If Lauren Boggi Owed You Money, You’re Definitely Not Getting It Back

You’re not even allowed to ask her about it. Seriously.
Lauren Boggi in a Philly Mag file photo.

Lauren Boggi in a Philly Mag file photo.

Less than four months since we first told you that Lithe Method founder Lauren Boggi had suddenly shuttered her fitness studios and declared bankruptcy after a massive judgment was obtained against her by her New York landlord, we can now report that Boggi’s bankruptcy ordeal is over. And if you were one of her hundreds of creditors, you can bid adieu to your money.

The United States Bankruptcy Court in Philadelphia has closed Boggi’s case. The bankruptcy trustee — that’s the person the government appoints to analyze your finances to see what property you have that could be liquidated to pay off debts — issued his report, stating that Boggi had no assets or other property that could legally be seized. And so, Boggi’s entire debt claimed in the bankruptcy case — that’s $688,604 — has been wiped out.

The court’s order means that none of the people whom Boggi owed money can go after her for it, including the many Lithe devotees who paid for classes they never got to take. They can’t sue. They can’t ask anyone to garnish her paycheck. They’re not even allowed to contact Boggi to ask for their money back. If they do call or email her for that purpose, they could be ordered to pay her.

Meanwhile, Boggi hasn’t been sitting inside her Rittenhouse Square condo feeling sorry for herself. No, she has left Lithe Method behind and has continued to bring her “cardio-cheer-sculpting” workouts to the ladies-who-lunch-on-kale crowd via her new company, LB Active.

In fact, she just returned from an “LB Activation” trip to Tulum, Mexico, where she and her clients snorkeled, sunbathed, and went to mezcal-fueled happy hours, with Boggi dutifully posting tropical photos to her 23,000 Instagram followers along the way.

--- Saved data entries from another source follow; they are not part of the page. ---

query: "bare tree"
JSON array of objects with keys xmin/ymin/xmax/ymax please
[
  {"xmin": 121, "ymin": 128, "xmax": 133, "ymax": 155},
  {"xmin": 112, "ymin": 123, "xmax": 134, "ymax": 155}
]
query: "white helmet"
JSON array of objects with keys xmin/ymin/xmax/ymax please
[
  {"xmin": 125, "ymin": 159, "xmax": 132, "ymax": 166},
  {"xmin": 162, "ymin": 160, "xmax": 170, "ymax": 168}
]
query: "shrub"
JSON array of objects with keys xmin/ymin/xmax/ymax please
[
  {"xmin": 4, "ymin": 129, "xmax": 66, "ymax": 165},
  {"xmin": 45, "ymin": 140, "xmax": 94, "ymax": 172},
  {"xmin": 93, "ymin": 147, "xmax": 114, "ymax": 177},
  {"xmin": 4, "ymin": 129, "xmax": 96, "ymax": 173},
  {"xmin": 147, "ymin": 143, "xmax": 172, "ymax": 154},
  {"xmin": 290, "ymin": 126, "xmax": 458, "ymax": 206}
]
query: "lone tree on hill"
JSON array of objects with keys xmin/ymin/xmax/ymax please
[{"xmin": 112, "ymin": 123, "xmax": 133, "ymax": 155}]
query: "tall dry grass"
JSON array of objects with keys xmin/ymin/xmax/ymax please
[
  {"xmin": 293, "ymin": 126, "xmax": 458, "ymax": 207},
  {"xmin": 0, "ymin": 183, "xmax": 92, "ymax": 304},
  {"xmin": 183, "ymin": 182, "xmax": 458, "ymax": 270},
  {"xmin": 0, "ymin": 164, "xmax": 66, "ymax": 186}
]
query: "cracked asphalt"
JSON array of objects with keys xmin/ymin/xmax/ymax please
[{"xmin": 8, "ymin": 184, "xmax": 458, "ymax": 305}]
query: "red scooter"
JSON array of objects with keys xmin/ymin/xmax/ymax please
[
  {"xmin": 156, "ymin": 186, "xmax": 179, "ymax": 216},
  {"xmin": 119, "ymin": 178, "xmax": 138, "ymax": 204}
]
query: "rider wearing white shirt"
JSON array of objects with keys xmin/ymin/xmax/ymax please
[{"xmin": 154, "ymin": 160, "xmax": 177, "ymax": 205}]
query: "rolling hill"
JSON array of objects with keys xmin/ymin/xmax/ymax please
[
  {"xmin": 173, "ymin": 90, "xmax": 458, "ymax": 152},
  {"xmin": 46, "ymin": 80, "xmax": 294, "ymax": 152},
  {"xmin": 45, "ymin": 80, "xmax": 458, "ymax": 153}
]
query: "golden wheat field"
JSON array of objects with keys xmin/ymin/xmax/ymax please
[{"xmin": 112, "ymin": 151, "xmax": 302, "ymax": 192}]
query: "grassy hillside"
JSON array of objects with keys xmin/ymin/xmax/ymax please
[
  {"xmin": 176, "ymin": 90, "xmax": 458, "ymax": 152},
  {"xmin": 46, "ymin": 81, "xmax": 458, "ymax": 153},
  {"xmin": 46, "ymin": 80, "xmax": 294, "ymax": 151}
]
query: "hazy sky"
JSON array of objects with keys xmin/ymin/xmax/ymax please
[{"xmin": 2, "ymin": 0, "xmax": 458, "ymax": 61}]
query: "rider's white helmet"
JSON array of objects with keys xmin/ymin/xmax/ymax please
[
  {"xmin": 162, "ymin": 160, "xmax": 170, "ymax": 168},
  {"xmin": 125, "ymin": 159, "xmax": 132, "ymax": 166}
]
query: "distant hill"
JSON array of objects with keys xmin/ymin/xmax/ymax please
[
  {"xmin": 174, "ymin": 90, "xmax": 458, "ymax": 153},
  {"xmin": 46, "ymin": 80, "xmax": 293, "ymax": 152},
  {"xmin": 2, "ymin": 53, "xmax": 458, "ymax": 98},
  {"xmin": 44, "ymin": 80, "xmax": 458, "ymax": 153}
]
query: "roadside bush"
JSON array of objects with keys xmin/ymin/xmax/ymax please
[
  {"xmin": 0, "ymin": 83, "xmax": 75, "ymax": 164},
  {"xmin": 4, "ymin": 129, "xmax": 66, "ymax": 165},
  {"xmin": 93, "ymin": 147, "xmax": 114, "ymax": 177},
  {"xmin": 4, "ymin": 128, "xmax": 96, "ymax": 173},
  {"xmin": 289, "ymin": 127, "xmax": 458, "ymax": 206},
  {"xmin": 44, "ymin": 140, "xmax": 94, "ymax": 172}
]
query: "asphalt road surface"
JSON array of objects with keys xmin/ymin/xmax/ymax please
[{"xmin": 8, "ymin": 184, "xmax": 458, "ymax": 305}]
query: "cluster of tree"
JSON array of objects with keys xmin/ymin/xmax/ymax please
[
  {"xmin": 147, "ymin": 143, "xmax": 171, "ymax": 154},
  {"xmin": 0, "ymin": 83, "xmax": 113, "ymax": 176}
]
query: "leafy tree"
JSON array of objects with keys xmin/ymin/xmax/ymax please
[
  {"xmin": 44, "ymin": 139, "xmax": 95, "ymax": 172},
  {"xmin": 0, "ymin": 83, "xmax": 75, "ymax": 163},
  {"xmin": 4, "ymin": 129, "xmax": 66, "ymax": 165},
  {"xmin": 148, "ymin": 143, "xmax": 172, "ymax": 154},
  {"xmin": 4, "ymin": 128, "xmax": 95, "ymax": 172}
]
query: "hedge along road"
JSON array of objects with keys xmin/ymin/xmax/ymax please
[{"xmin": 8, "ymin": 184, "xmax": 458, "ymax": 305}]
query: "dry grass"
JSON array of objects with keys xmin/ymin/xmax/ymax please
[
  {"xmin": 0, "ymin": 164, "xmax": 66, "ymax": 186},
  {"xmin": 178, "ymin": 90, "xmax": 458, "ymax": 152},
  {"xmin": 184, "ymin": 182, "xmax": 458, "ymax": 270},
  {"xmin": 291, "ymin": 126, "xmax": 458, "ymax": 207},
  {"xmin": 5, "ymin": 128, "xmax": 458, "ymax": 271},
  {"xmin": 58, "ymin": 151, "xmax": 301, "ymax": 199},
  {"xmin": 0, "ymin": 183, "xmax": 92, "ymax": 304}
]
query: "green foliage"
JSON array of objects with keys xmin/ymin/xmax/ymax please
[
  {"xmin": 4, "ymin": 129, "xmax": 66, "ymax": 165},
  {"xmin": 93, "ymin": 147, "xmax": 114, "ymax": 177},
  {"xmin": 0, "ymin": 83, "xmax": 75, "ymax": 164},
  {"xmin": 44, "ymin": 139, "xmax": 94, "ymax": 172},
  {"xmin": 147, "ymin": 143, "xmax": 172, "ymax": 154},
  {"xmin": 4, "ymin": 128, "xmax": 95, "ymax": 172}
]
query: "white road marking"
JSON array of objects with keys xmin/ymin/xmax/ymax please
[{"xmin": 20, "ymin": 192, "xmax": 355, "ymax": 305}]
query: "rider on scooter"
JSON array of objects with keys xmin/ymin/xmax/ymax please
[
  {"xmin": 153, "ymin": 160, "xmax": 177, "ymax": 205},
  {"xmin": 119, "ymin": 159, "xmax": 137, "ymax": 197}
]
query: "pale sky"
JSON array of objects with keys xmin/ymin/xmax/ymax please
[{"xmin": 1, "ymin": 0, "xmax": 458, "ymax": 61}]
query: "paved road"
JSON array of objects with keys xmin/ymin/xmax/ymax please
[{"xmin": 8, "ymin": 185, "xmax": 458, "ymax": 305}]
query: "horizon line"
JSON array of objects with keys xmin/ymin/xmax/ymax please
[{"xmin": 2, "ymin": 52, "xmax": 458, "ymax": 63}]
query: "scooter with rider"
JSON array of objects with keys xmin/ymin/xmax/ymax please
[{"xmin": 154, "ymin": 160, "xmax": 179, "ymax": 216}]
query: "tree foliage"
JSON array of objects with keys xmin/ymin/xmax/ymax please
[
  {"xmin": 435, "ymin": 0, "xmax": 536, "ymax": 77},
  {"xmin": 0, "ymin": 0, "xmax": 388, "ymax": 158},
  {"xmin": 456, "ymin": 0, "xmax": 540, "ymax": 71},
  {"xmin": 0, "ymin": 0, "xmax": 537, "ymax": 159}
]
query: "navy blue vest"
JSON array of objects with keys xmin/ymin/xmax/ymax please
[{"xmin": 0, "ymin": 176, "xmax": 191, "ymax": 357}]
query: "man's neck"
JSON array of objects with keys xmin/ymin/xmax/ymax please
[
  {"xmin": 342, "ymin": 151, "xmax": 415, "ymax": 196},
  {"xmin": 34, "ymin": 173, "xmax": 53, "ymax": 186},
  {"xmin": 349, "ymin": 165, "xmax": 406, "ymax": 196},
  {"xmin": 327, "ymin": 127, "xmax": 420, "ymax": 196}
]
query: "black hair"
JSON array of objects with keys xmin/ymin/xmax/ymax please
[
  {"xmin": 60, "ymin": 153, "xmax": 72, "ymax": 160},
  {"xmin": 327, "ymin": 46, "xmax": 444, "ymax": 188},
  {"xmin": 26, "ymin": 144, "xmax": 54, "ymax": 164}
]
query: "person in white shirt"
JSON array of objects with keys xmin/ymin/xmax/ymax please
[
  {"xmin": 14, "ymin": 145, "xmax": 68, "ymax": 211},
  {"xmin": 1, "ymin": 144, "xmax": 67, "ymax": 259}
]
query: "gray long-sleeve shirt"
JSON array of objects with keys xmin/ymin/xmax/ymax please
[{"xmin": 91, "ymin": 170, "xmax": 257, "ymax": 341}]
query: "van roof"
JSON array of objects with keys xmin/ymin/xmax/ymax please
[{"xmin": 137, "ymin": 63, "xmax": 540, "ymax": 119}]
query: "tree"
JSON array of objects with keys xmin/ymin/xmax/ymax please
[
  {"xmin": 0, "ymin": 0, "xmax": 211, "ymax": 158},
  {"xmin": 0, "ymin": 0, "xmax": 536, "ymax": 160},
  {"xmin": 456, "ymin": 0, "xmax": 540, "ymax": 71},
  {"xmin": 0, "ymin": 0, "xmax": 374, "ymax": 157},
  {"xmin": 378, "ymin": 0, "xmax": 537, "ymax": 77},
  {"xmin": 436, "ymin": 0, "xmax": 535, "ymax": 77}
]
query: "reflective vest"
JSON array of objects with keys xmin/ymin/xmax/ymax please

“It’s great work if you can get it,” observes Philadelphia bankruptcy attorney Michael Viscount of Fox Rothschild, whom we asked to take a look at the case. “If people want to pay her to teach them this art of exercise, she’s certainly not prohibited from taking their money.”

But one ex-Lither we spoke with wasn’t exactly happy about Boggi’s sun-drenched exploits.

“I don’t mean to sound like a disgruntled Lither,” she told us. “But how does she have the gall to abruptly close, file for bankruptcy, and then post pictures from her vacation, and posting pictures of her wearing her Christian Loubutins on Instagram? And still these girls are drinking the Kool-Aid?”

Boggi didn’t immediately return our call seeking comment, but her April 25th post from Tulum gives us some insight into where her head is at.

“My feed is about to go tropical and I’m not sorry about it,” she wrote. “Believe me when I say that nobody needs this activation more than I do. I’m thrilled to be able to work again & teach 12 amazing women what freedom means. At some point during the next few days, I’ll also be able to legally speak about the toughest 5 years + the horrendous past 4 months of my life (entrepreneurs, listen up … biz is delicate, know who you are getting in bed with) > losing my company that I poured 12 years of my heart + soul into > and going bankrupt all in front of the world to see. Game over? No way. You have two options in life. You can wallow in your sorrow or push forward. I chose the latter because that’s how I choose to live my life. Excited to have the opportunity to write about my experience. Thank you to all the positive people & true friends who have carried me, I’ll forever be indebted to you all.”